Es Krim Beralkohol: Krisis Keamanan Konsumen Jadi Evaluasi Pemerintah
Es Krim Beralkohol: Krisis Keamanan Konsumen Jadi Evaluasi Pemerintah
(sumber ilustrasi es krim: https://Kitakini.news/)
SuaraBaya - Sejak meraih berbagai gelar seperti Kota Pahlawan, Kota Metropolitan, Kota Terbesar Kedua, dan segala penganugerahan, menjadikan kota ini tiada hentinya menabur benih-benih inovasi. Eksperimen buta disemayamkan secara elit; tiada lakon petinggi wilayah yang turut memandu eksplorasi, tiada bunyi alarm siaga tatkala yang berbuat bertindak bejat, juga tiada satu nyawa yang sadar ketika menyantap lahap sajian pencuci mulut pada tempat-tempat terkemuka.

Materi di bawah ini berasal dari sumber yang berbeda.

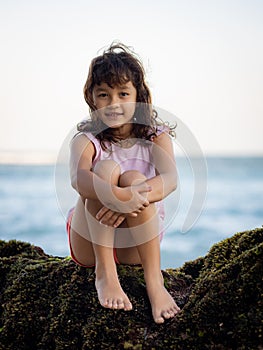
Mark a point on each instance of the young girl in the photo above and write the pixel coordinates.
(122, 165)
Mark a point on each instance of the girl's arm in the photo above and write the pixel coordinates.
(91, 186)
(166, 179)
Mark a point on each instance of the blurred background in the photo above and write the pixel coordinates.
(204, 65)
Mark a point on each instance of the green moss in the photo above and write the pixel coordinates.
(51, 303)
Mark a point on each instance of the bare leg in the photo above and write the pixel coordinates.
(110, 292)
(163, 305)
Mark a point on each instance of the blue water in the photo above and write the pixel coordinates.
(29, 209)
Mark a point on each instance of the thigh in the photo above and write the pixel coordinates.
(79, 237)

Seharusnya tempat mahal adalah yang dikenal tertib dan dinaungi secara khusus oleh pemerintah. Kebocoran tersebut ibarat terselipnya selembar lima ribu rupiah ke dalam tumpukan uang seratus di dalam mesin atm. Padahal sudah tampak bijak mesin itu menyusun algoritma yang tidak bisa ditentang dengan rumus-rumus alternatif apa pun.
Semua bertanya-tanya perihal “bagaimana semua ini bisa terjadi?”, “bagaimana mereka lolos seleksi?”, dan “bagaimana regulasi mati tanpa dieksekusi?”. Persoalan-persoalan yang sedari dulu hendak diperjuangkan kejelasan dan kemenangannya. Mati satu tumbuh seribu. Begitulah kira-kira filosofi kebobrokan sistem keamanan negeri. Terpampang mengedepankan ideologi, tetapi menunggu evakuasi dahulu baru memulai evaluasi. Bukannya berbenah justru selangkah lebih maju menciptakan degradasi baru.

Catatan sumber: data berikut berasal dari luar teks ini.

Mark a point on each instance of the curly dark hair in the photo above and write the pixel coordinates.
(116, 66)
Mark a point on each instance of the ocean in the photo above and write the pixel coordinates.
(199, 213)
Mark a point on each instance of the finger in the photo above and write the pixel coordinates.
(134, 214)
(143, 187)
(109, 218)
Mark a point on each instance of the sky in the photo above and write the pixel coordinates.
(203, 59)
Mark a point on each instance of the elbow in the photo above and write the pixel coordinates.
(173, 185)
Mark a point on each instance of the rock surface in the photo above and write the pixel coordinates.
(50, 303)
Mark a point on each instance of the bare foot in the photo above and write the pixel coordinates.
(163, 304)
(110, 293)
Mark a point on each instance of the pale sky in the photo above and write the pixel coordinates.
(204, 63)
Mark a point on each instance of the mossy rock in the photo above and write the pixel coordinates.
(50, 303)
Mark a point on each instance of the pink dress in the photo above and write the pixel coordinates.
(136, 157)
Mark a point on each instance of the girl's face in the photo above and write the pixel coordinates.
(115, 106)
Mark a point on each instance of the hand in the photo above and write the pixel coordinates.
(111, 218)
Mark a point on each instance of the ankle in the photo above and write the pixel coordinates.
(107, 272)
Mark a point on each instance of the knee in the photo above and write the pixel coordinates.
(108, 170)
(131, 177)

Seperti yang baru-baru ini diberi panggung. tersebut; fenomena es krim beralkohol. Bagaimana bisa jajanan seputar susu dan perisa, ternyata berkolaborasi dengan alkohol? Resep fantastis yang mengikis kepercayaan masyarakat kepada mereka para pebisnis sekaligus mempertanyakan peran nyata para pemangku wewenang di kota tersebut. Bagaimana regulasi makanan dan kehalalan?
Komponen lain dari es krim ini menjadi satu hal mengejutkan. Tidak menjadi polemik, tetapi stigma tumbuh menjamur di atas kepercayaan yang luntur. Mereka yang mencicipi hanya ingin mencari rasa dan sensasi baru di gerai yang katanya sedang mencari nafkah. Lantas, bagaimanakah konsep pembelaan atas dasar hak bagi korban?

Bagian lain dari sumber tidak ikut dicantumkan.